For instance, the following uses FOOBARML as the underlying library for creating the classifier (instead of the default, as earlier):

> CREATE FOOBARML CLASSIFIER myclassifier(isinterested) USING survey;

(The above assumes that a plugin for FOOBAR has been installed.)

The following specifies the use of SIMPLEKMEANS algorithm for clustering in Weka:

> CREATE WEKA CLUSTERER("SIMPLEKMEANS") myclusterer USING customers;

To further specify cluster counts as 3 (overriding the default 2):

> CREATE WEKA CLUSTERER("SIMPLEKMEANS", "-N 3") myclusterer USING customers;

The extended formal syntax for classification/clustering, incorporating these overrides, is discussed below.

Extended Syntax for Classification◄

The extended formal syntax for creating a classifier is as follows:

CREATE [ { TEMPORARY | TEMP } ] [ library_name ] CLASSIFIER [ ( algorithm_name [ , algorithm_options ] ) ] classifier_name ( target_column_name ) USING table_expression

The optional library_name specifies the machine learning library to use for the task.
- If not specified, the WEKA is used (this default can be modified using the sclera.service.default.mlservice configuration parameter).
The optional algorithm_name identifies the algorithm to be used in training the classifier.
- The following are supported: for WEKA:
  - J48 (documentation)
  - HOEFFDINGTREE (documentation)
  - LMT (documentation)
  - M5P (documentation)
  - RANDOMFOREST (documentation)
  - REPTREE (documentation)
  - CLASSIFICATIONVIAREGRESSION (documentation)
  - DECISIONTABLE (documentation)
  - M5RULES (documentation)
  - ONER (documentation)
  - LOGISTIC (documentation)
  - NAIVEBAYES (documentation)
- If not specified, J48 (for WEKA) is used as the default.
The optional algorithm_options provides the configuration options (parameters) for the algorithm identified by algorithm_name.
- These options are passed as a single string, just as in a command line.
- Please refer to the Weka documentation the respective algorithms, linked above, for details of the accepted options and defaults.
- If not specified, the default parameters for the specified algorithm are used.
Remaining parameters are as in the abridged syntax discussed earlier.
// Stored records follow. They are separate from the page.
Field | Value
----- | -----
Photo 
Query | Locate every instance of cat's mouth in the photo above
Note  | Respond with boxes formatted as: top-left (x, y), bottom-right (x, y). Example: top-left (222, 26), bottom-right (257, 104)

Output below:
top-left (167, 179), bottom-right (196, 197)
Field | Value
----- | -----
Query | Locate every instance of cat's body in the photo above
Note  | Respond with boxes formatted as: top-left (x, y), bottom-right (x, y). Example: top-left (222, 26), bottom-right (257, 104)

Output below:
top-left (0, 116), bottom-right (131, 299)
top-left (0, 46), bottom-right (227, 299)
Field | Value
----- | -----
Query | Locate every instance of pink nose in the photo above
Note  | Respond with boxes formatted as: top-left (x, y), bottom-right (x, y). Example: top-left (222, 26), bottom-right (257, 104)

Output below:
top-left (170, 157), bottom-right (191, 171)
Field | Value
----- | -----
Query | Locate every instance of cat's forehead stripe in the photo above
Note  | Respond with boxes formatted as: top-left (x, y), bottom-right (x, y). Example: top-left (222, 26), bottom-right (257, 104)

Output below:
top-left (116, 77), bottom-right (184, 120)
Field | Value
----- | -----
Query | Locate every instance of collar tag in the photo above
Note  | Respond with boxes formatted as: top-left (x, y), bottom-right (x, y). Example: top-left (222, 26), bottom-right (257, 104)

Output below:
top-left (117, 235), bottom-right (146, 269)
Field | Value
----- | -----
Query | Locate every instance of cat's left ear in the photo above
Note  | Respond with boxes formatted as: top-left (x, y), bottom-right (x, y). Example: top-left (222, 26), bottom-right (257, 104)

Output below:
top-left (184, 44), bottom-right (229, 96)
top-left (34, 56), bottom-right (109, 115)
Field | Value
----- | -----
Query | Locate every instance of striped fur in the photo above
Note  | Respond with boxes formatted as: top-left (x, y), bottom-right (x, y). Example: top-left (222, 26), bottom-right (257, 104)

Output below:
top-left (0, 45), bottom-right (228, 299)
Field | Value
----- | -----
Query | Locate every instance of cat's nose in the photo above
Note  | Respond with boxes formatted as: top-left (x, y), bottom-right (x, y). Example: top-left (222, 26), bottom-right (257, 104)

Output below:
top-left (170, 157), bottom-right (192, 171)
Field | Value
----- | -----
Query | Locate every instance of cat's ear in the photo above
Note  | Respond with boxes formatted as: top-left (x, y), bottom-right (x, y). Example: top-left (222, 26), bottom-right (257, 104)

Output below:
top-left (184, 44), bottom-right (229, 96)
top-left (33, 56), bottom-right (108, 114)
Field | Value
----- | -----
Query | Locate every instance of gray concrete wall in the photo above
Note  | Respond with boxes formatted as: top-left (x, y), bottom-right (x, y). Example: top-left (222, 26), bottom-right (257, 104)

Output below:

Extended Syntax for Clustering◄

The extended formal syntax for creating an clusterer is as follows:

CREATE [ { TEMPORARY | TEMP } ] [ library_name ] CLUSTERER [ ( algorithm_name [ , algorithm_options ] ) ] clusterer_name USING table_expression

The optional library_name specifies the machine learning library to use for the task.
- In the current version, only WEKA is accepted as Sclera currently only interfaces with Weka for clustering.
- If not specified, WEKA is used (this default can be modified using the sclera.service.default.mlservice configuration parameter).
The optional algorithm_name identifies the algorithm to be used in training the clusterer.
- The following are supported for WEKA:
  - SIMPLEKMEANS (documentation)
  - COBWEB (documentation)
  - EM (documentation)
  - FARTHESTFIRST (documentation)
  - HIERARCHICAL (documentation)
- If not specified, SIMPLEKMEANS is used as the default.
The optional algorithm_options provides the configuration options (parameters) for the algorithm identified by algorithm_name.
- These options are passed as a single string, just as in a command line.
- Please refer to the Weka documentation the respective algorithms, linked above, for details of the accepted options and defaults.
- If not specified, the default parameters for the specified algorithm are used.
Remaining parameters are as in the abridged syntax discussed earlier.